As Chris Good, staff editor of Atlantic.com, observes, "A lot of information on the Internet quickly occupies niche spaces, for specialized audiences, which use it for their own purposes." In the Vick/Obama case, two such niche audiences are the prison-rights community and animal-rights advocates.

In the online Daily Beast on Tuesday, ex-convict Mansfield Frazier wrote that the president's call created "an opening for a national discussion on opportunities for former prisoners." Prison-advocacy blogs see Vick/Obama as a lesson in the need for society to accept reentry felons.

As for animal-rights advocates, Bill Smith, founder of Main Line Animal Rescue in Chester Springs, says he's "tired of discussing Michael Vick" and suggests that "instead of calling the owners of the club," Obama should have called animal shelters and found out about the dogs. "A lot of rescues and shelters in the United States remember his promise two years ago to adopt a shelter dog," Smith says. "Had he done that, people wouldn't be judging him as severely as they are now."

John Polis is senior manager of public relations for Best Friends, a Utah sanctuary for abused animals. Twenty-two of the dogs confiscated in Vick's arrest were taken in there, and Polis says five to six are either adopted or about to be. "When I went to Vick's sentencing, all the story was about 'Michael and what's going to happen to him,' " he said by phone. "And today, the story's still about him. The dogs are the forgotten ones."

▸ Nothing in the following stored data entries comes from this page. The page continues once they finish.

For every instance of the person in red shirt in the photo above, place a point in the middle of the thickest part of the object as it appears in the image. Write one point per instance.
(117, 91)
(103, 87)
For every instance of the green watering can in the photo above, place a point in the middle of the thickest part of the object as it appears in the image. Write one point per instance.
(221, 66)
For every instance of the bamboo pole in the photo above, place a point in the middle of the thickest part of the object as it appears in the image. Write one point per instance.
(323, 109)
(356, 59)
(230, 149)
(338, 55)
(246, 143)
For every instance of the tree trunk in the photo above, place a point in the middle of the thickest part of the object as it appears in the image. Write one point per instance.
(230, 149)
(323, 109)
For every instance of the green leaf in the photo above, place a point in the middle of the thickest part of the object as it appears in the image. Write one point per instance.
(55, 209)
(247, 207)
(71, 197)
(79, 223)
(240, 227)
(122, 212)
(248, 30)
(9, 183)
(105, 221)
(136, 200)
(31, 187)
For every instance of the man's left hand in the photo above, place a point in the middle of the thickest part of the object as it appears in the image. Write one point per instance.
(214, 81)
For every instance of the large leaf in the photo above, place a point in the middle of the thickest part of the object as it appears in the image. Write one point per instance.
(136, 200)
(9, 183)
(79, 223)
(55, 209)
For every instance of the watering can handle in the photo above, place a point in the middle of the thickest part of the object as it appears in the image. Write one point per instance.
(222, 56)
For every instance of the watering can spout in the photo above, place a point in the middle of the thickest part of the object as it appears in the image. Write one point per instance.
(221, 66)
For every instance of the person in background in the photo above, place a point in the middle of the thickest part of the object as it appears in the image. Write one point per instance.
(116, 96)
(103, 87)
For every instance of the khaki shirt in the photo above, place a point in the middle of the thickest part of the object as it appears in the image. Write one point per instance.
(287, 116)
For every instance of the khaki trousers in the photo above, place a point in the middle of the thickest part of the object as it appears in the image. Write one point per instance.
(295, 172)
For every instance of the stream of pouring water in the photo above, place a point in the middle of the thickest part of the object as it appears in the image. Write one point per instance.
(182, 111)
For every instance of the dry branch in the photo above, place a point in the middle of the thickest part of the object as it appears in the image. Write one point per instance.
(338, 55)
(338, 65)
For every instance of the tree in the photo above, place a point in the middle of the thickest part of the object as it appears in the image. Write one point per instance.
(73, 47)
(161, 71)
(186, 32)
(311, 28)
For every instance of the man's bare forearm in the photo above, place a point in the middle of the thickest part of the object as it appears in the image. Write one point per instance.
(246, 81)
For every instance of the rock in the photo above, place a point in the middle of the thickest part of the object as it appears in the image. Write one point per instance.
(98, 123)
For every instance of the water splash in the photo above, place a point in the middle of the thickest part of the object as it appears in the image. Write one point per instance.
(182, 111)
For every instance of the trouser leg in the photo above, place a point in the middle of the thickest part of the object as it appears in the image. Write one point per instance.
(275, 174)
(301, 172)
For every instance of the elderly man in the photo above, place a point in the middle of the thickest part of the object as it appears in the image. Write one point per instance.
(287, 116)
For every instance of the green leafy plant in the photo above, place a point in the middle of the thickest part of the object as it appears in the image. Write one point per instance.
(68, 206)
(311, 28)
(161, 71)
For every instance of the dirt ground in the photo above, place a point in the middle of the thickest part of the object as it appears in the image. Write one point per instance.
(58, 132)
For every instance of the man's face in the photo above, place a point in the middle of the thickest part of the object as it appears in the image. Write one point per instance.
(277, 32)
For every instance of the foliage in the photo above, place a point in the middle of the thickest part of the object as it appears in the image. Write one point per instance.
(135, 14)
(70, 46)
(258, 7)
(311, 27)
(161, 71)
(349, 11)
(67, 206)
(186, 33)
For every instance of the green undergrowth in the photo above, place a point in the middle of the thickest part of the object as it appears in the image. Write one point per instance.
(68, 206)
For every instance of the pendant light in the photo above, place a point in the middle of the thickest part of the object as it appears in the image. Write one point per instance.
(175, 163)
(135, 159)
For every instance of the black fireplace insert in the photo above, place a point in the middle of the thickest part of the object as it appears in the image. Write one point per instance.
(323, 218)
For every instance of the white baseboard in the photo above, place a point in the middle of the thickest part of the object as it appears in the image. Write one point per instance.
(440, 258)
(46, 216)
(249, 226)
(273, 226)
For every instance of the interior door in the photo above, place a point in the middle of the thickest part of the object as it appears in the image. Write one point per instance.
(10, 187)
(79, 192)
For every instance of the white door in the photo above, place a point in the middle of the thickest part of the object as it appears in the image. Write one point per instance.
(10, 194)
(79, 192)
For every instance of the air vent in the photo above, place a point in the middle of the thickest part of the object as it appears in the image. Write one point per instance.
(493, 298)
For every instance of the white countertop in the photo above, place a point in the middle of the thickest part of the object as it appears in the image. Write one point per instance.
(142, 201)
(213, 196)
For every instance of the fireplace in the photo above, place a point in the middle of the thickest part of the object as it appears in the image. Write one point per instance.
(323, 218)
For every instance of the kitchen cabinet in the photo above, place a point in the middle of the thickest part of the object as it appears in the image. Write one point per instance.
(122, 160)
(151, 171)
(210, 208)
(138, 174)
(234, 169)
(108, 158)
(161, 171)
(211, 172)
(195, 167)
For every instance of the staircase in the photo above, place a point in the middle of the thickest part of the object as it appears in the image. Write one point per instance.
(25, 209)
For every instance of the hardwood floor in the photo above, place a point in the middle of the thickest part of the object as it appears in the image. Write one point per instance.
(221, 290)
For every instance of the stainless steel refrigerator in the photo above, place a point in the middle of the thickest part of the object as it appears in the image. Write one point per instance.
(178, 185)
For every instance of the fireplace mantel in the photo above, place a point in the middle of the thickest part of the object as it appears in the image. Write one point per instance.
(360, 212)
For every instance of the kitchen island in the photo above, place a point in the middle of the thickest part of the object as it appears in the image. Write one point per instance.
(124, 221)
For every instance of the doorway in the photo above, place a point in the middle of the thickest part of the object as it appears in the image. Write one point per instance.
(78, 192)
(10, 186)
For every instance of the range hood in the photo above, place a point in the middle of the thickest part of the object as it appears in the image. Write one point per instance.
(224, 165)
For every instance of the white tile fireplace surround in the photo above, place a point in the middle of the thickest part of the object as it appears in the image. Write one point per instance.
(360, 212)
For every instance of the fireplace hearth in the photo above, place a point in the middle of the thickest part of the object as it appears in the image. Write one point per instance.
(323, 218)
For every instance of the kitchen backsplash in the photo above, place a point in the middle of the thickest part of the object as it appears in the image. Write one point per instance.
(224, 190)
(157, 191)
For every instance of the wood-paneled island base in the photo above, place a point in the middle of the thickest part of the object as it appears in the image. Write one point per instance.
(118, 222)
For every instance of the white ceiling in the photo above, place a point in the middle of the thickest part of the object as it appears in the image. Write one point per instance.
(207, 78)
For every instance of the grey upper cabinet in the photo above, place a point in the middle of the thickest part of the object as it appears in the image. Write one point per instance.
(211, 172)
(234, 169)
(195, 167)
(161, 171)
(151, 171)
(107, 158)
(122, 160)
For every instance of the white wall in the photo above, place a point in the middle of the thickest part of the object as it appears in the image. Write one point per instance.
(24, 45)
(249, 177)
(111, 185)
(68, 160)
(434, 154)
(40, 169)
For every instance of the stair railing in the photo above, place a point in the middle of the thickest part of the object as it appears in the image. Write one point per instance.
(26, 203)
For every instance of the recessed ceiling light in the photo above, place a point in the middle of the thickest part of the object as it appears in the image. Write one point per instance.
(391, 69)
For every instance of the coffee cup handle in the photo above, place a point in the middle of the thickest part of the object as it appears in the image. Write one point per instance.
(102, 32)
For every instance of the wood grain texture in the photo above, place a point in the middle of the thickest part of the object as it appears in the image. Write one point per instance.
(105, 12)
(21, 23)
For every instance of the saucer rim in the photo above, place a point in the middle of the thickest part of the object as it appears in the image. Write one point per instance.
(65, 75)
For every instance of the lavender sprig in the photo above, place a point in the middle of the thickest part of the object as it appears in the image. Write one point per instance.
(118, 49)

Sports Illustrated's King probably never thought his tweet would become a story this big. In a later tweet, he wrote that "this story has longer legs than Giselle" - meaning, possibly, Giselle Bündschen, wife of New England Patriots quarterback Tom Brady, supposedly Vick's rival in the 2010 MVP stakes.

To have legs in this media world, as King surely knows, all a story needs are mouths, ears, and eyeballs. The Vick/Obama saga is attracting a whole lot of all three.